For some compounds, like water (H₂O), the empirical and molecular formulae are the same. For many others, especially organic compounds, they are different.
Comparison of Empirical and Molecular Formulae
| Feature | Empirical Formula | Molecular Formula |
| Information Provided | The simplest ratio of elements. | The actual number of atoms per molecule. |
| Uniqueness | Can be the same for different compounds (e.g., CH₂ is the empirical formula for ethene, propene, and butene). | Unique to a specific compound. |
| Example (Ethene) | CH₂ | C₂H₄ |
| Example (Glucose) | CH₂O | C₆H₁₂O₆ |
| Example (Water) | H₂O | H₂O |
Calculating the Empirical Formula
The empirical formula can be determined from experimental data, either from the percentage composition by mass of the elements in a compound or from the masses of elements in a known sample.
The calculation follows a clear, three-step process:
- Mass to Moles: Convert the mass (or percentage) of each element into an amount in moles by dividing by its relative atomic mass (Ar).
- Find Simplest Ratio: Divide the mole value for each element by the smallest mole value calculated in step 1.
- Obtain Whole Numbers: If the results from step 2 are not whole numbers, multiply all the values by a small integer (usually 2 or 3) to obtain the simplest whole-number ratio.
Example Calculation from Percentage Composition
A compound contains 85.7% carbon and 14.3% hydrogen by mass. Determine its empirical formula.
(Ar values: C = 12.0, H = 1.0)
| Carbon (C) | Hydrogen (H) | |
| Step 1: Moles | 85.7 / 12.0 = 7.142 | 14.3 / 1.0 = 14.3 |
| Step 2: Ratio | 7.142 / 7.142 = 1 | 14.3 / 7.142 = 2 |
The simplest ratio of C:H is 1:2. The empirical formula is CH₂.
Example Calculation from Reacting Masses
When 1.55 g of phosphorus is completely combusted, 3.55 g of an oxide of phosphorus is produced. Deduce the empirical formula of the oxide.

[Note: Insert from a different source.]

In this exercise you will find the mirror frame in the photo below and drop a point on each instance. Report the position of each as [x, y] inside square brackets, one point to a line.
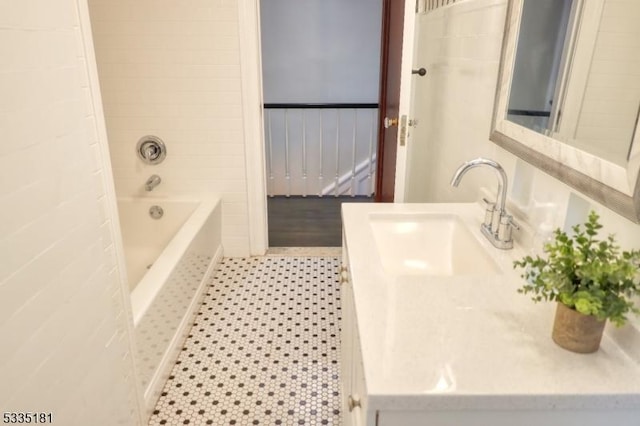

(Ar values: P = 31.0, O = 16.0)
- Mass of Phosphorus = 1.55 g
- Mass of Oxygen = Total mass of oxide – Mass of phosphorus = 3.55 g – 1.55 g = 2.00 g
| Phosphorus (P) | Oxygen (O) | |
| Step 1: Moles | 1.55 / 31.0 = 0.0500 | 2.00 / 16.0 = 0.125 |
| Step 2: Ratio | 0.0500 / 0.0500 = 1 | 0.125 / 0.0500 = 2.5 |
| Step 3: Whole Numbers | 1 × 2 = 2 | 2.5 × 2 = 5 |
The simplest whole-number ratio of P:O is 2:5. The empirical formula is P₂O₅.
Determining the Molecular Formula
The molecular formula is always a whole-number multiple of the empirical formula. To determine the molecular formula, two pieces of information are required:
- The empirical formula of the compound.
- The relative molecular mass (Mr) of the compound.
Example Calculation
A compound has the empirical formula CH₂Br. Its relative molecular mass is 187.8. Deduce the molecular formula.
(Ar values: C = 12.0, H = 1.0, Br = 79.9)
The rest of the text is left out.